Wiadomość o tym, że jeden z turkowskich lekarzy i jego żona zachorowali na COVID-19 rozeszła się wśród mieszkańców powiatu błyskawicznie. Małżeństwo miało być w ciężkim stanie. Na szczęście to tylko plotki, a Robert Werc oraz jego żona Danuta są zdrowi.
Rzeczywiście – lekarz Robert Werc przebywał na kwarantannie i wykonywał swoją pracę poprzez teleporady. W tym czasie miał wykonany test wykrywający zakażenie Sars-CoV-2. Otrzymał wynik ujemny i tym samym wrócił do pracy. Przychodnia Rodamed pracuje, jak co dzień. Pracownikom zostały również wykonane testy na przeciwciała Sars-CoV-2. Uzyskane wyniki były ujemne i nie wykazały zakażenia.

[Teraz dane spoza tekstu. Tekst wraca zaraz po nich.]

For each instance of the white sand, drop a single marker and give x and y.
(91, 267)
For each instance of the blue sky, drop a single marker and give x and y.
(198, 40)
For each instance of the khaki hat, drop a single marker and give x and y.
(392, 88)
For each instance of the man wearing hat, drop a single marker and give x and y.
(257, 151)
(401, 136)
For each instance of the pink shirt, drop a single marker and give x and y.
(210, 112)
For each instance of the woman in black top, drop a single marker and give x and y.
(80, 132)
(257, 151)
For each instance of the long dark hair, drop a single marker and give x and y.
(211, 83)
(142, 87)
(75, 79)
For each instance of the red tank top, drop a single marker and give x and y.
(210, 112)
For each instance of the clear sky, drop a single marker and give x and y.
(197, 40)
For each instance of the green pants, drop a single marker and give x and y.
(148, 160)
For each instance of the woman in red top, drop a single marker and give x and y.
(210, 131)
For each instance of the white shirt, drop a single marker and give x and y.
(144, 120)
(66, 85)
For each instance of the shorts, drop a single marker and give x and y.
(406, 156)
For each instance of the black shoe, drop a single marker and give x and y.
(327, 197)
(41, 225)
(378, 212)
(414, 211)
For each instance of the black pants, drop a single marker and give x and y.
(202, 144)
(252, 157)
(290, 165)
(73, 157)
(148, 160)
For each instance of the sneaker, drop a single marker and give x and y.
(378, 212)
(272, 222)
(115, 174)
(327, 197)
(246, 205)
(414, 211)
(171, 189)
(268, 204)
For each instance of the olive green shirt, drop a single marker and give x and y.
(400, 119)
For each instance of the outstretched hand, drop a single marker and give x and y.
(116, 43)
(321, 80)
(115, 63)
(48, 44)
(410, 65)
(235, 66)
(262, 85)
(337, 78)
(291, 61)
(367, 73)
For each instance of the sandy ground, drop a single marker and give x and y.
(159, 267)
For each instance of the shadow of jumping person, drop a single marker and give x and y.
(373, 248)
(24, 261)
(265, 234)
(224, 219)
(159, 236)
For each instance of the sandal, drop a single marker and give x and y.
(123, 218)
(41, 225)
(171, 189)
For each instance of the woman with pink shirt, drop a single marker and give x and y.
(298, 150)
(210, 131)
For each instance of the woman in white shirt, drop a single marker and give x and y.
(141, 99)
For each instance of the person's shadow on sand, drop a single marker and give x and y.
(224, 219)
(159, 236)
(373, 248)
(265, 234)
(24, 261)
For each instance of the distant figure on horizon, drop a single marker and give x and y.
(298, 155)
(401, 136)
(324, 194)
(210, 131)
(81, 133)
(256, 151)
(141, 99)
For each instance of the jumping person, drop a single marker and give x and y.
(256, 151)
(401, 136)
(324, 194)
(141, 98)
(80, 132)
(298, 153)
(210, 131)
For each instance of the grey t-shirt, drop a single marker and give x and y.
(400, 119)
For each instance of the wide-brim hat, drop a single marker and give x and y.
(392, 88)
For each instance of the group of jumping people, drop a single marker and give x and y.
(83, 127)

- Dziękuję wszystkim, którzy w tym czasie byli z nami i nie uwierzyli w plotki. Nasza przychodnia funkcjonuje normalnie, przy zachowaniu wszelkich niezbędnych środków ostrożności. Zarówno mąż, ja oraz nasi wszyscy pracownicy jesteśmy zdrowi. Badania nie potwierdziły zarażenia. Od początku walki z pandemią robimy wszystko, co w naszej mocy, aby zabezpieczyć pacjentów i chronić ich przed zakażeniem - mówi Danuta Werc Prezes Rodamed.